If anyone is familiar with the MBTI personality test, I have some questions about calculating Cronbach's alpha. Please let me know if you can assist me with this.
If you want to calculate internal consistency reliability (using Cronbach's alpha) for the four MBTI scales, simply enter the item scores into a data set. You'll need to decide which way to score each one - for example, you might decide to have responses in the extraverted direction count as '1' and those in the introverted direction as '0' (or the other way around), because the MBTI as I recall uses a forced-choice format. (You also could use Kuder-Richardson's Formula #20 for the same purpose, since they are dichotomously scored.) Most statistics programs, such as SPSS, will compute alpha for you, but if you need to do it by hand it isn't too awful - and a spreadsheet can easily be set up to do it for you by entering the steps for the equation into empty cells. Note that because the traditional way the MBTI reports results is by placing people into types, the result will not fully assess the reliability of the typing. Instead, you'll be looking at the reliability of the scores that are used to derive the types. Reliability of types might better be evaluated using a test-retest format.
Just for interest's sake. Why would you like to do it? What is the truth you are exploring?

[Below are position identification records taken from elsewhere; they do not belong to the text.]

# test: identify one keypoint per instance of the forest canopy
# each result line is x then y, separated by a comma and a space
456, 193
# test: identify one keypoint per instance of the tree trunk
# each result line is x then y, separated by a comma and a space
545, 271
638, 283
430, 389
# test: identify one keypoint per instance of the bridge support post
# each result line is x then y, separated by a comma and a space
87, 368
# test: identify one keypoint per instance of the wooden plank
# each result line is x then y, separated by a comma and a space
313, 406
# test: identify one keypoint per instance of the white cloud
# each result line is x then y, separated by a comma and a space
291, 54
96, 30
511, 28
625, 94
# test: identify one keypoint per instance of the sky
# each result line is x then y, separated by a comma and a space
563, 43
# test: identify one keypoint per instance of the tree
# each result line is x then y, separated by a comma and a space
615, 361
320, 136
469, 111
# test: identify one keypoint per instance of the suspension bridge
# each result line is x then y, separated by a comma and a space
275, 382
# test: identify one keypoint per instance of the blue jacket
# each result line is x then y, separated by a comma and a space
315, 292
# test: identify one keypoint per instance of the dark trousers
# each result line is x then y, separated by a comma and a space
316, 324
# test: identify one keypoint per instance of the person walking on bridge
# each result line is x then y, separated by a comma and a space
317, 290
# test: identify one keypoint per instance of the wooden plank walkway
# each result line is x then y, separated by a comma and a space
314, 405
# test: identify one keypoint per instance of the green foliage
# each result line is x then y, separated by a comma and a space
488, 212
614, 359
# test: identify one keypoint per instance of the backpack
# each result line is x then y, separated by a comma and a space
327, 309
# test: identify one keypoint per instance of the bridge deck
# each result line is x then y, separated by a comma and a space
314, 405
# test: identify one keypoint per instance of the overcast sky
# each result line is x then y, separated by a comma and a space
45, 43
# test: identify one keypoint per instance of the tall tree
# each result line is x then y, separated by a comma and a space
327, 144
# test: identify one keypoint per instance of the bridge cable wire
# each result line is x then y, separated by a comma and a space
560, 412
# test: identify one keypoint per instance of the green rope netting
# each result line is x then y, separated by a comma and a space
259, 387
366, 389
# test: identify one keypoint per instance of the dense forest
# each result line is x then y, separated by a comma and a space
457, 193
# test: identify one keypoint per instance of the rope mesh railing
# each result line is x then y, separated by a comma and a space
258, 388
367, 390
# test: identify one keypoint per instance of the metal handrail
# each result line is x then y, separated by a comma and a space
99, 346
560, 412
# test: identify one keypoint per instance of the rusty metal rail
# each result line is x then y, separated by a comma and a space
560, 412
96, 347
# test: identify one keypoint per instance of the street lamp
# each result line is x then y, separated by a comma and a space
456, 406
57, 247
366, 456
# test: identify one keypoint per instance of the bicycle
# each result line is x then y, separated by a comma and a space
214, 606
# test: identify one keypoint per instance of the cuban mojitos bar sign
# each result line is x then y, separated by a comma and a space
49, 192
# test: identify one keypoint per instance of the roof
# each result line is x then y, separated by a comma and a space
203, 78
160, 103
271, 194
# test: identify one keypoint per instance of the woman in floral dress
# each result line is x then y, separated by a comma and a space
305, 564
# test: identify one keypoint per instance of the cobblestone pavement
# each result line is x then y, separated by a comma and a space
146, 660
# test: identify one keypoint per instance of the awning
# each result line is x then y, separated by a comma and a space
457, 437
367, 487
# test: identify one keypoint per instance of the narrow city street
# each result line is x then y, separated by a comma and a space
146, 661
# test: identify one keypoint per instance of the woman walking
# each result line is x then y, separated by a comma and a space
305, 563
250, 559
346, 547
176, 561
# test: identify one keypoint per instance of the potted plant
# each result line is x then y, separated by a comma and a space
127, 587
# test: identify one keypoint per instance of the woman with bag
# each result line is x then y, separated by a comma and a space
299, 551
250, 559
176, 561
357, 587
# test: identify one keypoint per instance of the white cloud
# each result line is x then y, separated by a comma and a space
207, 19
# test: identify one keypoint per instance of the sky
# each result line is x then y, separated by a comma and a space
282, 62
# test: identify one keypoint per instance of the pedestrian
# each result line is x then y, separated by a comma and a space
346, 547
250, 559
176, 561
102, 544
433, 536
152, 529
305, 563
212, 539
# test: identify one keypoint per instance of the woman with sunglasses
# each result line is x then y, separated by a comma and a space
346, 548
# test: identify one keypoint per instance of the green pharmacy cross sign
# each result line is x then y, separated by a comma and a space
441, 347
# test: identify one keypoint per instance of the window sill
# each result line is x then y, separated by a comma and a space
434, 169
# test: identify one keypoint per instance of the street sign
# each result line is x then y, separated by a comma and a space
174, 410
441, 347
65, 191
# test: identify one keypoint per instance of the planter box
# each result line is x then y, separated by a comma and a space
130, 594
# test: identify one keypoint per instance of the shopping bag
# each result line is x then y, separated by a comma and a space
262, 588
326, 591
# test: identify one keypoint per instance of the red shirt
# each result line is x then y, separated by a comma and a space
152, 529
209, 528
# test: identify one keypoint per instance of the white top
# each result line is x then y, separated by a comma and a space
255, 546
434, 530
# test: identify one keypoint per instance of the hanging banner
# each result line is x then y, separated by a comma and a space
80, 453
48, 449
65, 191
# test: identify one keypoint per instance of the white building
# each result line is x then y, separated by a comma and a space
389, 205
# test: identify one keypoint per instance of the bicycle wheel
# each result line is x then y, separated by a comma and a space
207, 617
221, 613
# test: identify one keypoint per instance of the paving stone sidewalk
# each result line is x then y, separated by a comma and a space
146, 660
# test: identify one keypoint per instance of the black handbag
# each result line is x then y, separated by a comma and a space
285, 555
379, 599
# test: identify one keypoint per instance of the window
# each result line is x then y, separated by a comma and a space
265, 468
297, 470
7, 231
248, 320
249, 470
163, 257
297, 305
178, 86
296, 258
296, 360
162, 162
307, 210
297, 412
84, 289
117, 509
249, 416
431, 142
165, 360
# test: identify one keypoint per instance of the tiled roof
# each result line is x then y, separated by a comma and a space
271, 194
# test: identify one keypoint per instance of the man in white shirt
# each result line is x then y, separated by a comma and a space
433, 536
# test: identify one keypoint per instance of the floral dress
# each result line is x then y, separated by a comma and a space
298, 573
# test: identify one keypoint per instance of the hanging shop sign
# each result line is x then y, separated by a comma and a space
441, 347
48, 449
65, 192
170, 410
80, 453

The MBTI is nothing more than reading tea leaves. Because it sounds instinctively true when interpreted by your system, one thinking .....does not make it accurate. The MBTI is a confluence of thinking biases, which needs to stand up to rigorous thinking two evaluation.
Stephen Joy, Thank you for taking the time to answer my question. I already calculated scores for each 4 MBTI scales, but I don't know how can I calculate the Cronbach's alpha for each scales. I am familiar with using SPSS for calculating Cronbach's alpha, but in this case, I don't know how I do that for MBTI scales. I appreciate your sharing any information about how I can do that.
Wessel Pretorius, Thank you for sharing your thoughts. I am looking for how personality type can affect people's sense of purpose and well-being during the COVID-19 pandemic and working remotely. I appreciate it if you have any ideas about the measuring personality type relevant to this research.
Elnaz Abaei - You just need to score the items numerically. That is, for each scale choose a direction, such that one answer is scored '1' and the other '0.' For example, you might choose to score 'Thinking' responses as ones and 'Feeling' responses as zeroes. Then enter all the items for the scale into the scale reliability function in SPSS. It doesn't matter which direction you opt for, the result will be the same. Or, as I said earlier, you can use dichotomous scores to calculate KR-20 which is just as good an internal consistency measure.
Wessel Pretorius exaggerates when he says that the MBTI is just tea leaf reading, but I will say that it would not be my first choice of self-report inventory for any purpose I can think of. It has improved quite a bit in its more recent editions but still suffers from the basic flaw of placing all respondents into categories (types) rather than preserving the information contained in the dimensional scores. For the purpose you describe, I'd lean toward the NEO-PI-III, 16PF, Multidimensional Personality Questionnaire (MPQ), or Schedule for Nonadaptive and Adaptive Personality (SNAP) over the MBTI. The latter two aren't as well known but are well validated and would be a lot cheaper.
Hi Elnaz (and others), I'm wondering about a few things regarding your request and proposal. I'm not a psychometrician but I've been using, studying and teaching about the MBTI since 1989. There have been several Forms in this period and different manuals, as well as different scoring systems and some different items. So my first question is what MBTI Form you are intending to use and do you know how it works?
For instance, the MBTI is an indicator and it doesn't create the psychological types of Jung. It's a category sort with particular presumptions, described in the relevant manual. I'm unsure how you can make behavioural claims simply dealing with the items.
As personal examples, I answer all of the extraverted-introverted items for I, yet I have no problem giving public talks or running workshops or seminars; I answer all the sensing-intuition items for intuition, but I greatly dislike theory for theory's sake and think facts are important. So there's a bit of nuance, and things like age, gender, education and so on can be important variables. This is why the MBTI results aren't standalone and require appropriate feedback that isn't merely telling someone their results.
These types do not represent a theory of behaviour, because people can do the same thing, for different reasons, and they're about preference, which means that I can prefer to do something, for instance regarding Covid isolation, but there are other factors (living circumstances, support group, open space, employment etc etc.) that may make me decide to do something else, or nothing. The MBTI is also not a clinical instrument and has no lie scale.
So I would be interested in your rationale.
Of course, a person can identify themselves as a particular psychological type without taking the MBTI or other reliable and valid instrument.
I can also refer you to someone psychometrically knowledgeable who has worked on the MBTI revisions, if you wish.